From Self-Assembled Microspheres to Self-Templated Nanotubes: Morphologies and Properties of Sulfur-Bridged Fluoranthene-Based Organic Materials

The inability to controllably synthesize organic nanomaterials with desired morphologies and properties is a major barrier that prevents the scientific development of organic nanomaterials. A controllable method by means of adjusting the solubility of organic reactant has now been applied to Construct sulfur-bridged fluoranthene-based materials with desired spherical or tubular morphologies, based on the Williamson type of reaction starting from perchlorinated fluoranthene and disodium salt of 2,5-dimercapto-1,3,4-thiadizaole. A disubstituted fluoranthene derivative is proved as the basic building block for the organic materials by the data of mass spectrometry, X-ray photoelectron spectroscopy, as well as crystallography.
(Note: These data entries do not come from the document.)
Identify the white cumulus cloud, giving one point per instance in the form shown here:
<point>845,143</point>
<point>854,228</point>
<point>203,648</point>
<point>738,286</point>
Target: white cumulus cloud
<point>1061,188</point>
Through quenching the intermediates toward the fluoranthene-based microspheres or nanotubes, the routes of self-assembly via a vesicle pathway and self-template from perchlorinated fluoranthene rods are proposed for the growth of the microspheres and the nanotubes, respectively. The proposed routes can be extended for synthesis of other aromatic molecular materials with controllable morphologies. On the basis of the reaction with thiol groups retained on the surface of the as-synthesized materials, functional groups or noble metal nanoparticles have been facilely linked to the fluoranthene-based materials for potential applications. Morphology-dependent properties of the fluoranthene-based materials have been demonstrated, on the basis of the experimental evidence about strong near-infrared absorption exhibiting in the microspheres but lacking in the nanotubes.